Python Forum
Thread Rating:
  • 0 Vote(s) - 0 Average
  • 1
  • 2
  • 3
  • 4
  • 5
Can not download the PDF
#11
Quote:You most look at the contend and see if it's the same content as logged in browser.
I've checked the content, it is the same as the login page.

Quote:See if download link is in content or if you need to navigate more.
No, the download link is not in the content. Does this mean the login is not successful?

(Aug-31-2017, 12:19 PM)Larz60+ Wrote:
Quote:It seems it is better than before since the "print(p.content)" print much more content than before.
Please show what you are talking about.
It's difficult to visualize if you don't provide that.

The content is exact the same as in the login page:
http://technical.traders.com/sub/sublogin2.asp

Seems I can not upload a file here in the forum. I would like to upload it since the content is quite long. If the admin doesn't mind, I can copy here.

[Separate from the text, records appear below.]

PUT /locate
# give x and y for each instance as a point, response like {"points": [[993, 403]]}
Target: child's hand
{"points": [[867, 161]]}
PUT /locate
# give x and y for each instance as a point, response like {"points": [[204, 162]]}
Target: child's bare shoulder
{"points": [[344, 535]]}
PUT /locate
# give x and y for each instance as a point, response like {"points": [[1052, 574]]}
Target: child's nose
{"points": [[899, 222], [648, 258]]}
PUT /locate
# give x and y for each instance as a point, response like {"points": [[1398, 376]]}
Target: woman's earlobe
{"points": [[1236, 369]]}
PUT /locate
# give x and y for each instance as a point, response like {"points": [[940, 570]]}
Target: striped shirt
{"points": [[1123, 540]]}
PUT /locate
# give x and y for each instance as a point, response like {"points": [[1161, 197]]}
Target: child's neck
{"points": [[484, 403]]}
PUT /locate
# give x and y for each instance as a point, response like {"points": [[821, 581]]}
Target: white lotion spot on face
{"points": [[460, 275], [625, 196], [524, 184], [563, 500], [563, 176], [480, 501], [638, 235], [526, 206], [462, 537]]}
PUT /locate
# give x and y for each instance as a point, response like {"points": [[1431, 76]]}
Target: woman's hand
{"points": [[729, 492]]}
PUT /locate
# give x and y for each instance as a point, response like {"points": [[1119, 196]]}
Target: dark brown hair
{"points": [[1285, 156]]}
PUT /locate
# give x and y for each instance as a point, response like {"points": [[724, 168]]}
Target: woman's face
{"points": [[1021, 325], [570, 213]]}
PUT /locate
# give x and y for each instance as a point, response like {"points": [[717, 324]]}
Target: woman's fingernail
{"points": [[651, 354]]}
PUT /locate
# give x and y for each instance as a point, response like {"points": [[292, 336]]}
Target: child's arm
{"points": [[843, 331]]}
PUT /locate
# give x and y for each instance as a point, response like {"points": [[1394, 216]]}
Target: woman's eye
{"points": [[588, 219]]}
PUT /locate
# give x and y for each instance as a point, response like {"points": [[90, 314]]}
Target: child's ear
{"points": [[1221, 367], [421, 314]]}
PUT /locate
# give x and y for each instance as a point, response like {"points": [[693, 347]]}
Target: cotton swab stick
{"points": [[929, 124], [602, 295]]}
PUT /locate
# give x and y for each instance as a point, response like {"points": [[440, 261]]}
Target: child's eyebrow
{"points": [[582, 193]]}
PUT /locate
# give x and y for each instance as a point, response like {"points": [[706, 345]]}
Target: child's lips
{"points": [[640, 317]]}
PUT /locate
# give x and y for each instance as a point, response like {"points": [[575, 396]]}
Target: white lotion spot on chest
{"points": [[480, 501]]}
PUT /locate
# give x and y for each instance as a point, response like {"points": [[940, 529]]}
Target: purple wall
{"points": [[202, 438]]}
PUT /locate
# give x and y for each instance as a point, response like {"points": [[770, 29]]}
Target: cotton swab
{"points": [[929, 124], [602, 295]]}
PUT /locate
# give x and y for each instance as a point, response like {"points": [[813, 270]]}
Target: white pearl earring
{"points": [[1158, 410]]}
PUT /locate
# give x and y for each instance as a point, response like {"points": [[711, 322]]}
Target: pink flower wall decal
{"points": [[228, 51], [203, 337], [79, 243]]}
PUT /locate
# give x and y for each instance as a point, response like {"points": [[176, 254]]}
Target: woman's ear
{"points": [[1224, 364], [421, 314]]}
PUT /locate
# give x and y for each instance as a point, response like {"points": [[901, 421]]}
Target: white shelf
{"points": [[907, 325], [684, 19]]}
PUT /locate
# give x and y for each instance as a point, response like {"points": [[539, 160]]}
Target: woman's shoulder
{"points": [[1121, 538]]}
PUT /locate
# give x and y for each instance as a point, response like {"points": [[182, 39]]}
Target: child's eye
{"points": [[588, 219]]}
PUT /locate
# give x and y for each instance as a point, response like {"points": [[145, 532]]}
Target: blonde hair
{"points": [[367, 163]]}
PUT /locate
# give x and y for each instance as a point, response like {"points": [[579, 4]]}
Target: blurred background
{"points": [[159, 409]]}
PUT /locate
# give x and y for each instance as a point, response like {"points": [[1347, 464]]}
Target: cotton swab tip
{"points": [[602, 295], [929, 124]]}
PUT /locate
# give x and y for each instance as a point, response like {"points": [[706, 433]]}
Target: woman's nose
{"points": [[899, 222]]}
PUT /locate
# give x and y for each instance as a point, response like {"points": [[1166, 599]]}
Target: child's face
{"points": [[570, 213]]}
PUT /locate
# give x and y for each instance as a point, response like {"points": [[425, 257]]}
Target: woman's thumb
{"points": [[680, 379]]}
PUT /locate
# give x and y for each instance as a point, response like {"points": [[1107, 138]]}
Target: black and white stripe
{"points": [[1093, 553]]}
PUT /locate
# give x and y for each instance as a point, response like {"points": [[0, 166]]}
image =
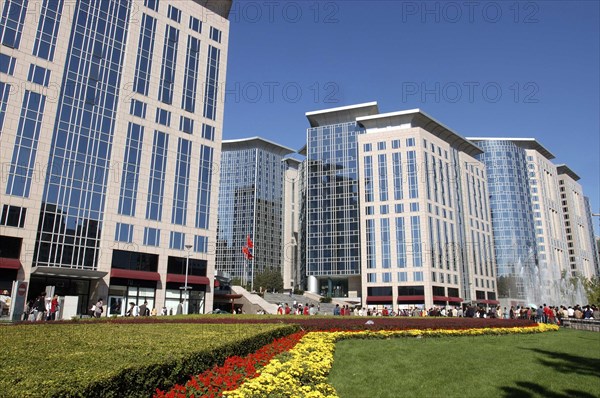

Besides I want to know if my code for download as below correct?

...
    # Download code
    with open(fileName, "wb") as pdf:
        pdf.write(r.content)
...
Reply
#12
Quote:The content is exact the same as in the login page:
http://technical.traders.com/sub/sublogin2.asp
You have changed my code,EMAIL is wrong it's called name in log in form.
# Fill in your details
payload = {
'EMAIL': '[email protected]',
'LASTNAME': 'MyLastname'
}
Change to:
payload = {
'name': '[email protected]',
'LASTNAME': 'MyLastname'
}
 
(Aug-31-2017, 02:06 PM)thomas2004ch Wrote: Besides I want to know if my code for download as below correct?
Yes,an open sample pdf test.
import requests

file_name = 'pdf_sample.pdf'
file_url = 'http://che.org.il/wp-content/uploads/2016/12/pdf-sample.pdf'
url_get = requests.get(file_url)
with open(file_name, "wb") as pdf:
    pdf.write(url_get.content)
Reply
#13
Sorry I forgot to tell you I did use your code 'name'. But since it doesn't work, so I changed it to 'EMAIL'. But now I change it back to 'name'. It doesn't help.

Here again my whole code:

import requests

login_url = (see outside code-block below)
file_url = (see outside code-block below)
fileName = (see outside code-block below)

# Fill in your details
payload = {
'name': '[email protected]',
'LASTNAME': 'MyLastname'
}
 
# Use "with" to ensure the session context is closed after use.
with requests.Session() as s:
    p = s.post(login_url, data=payload)
    # see if successful login
    print(p.content)
 
    # An authorized request
    r = s.get(file_url, stream=True)
    # Download code
    with open(fileName, "wb+") as pdf:
        pdf.write(r.content)
    
p.close()    


login_url = 'http://technical.traders.com/sub/sublogin2.asp'
file_url = 'http://technical.traders.com/archive/articlefinal.asp?file=\V26\C07\\131INTR.pdf'
fileName = 'D:/eBooks/Stocks_andCommodities/2008/Jul/mypdf.pdf'

I guess the login still not successful yet?
Reply
#14
What response are you getting when you try to login?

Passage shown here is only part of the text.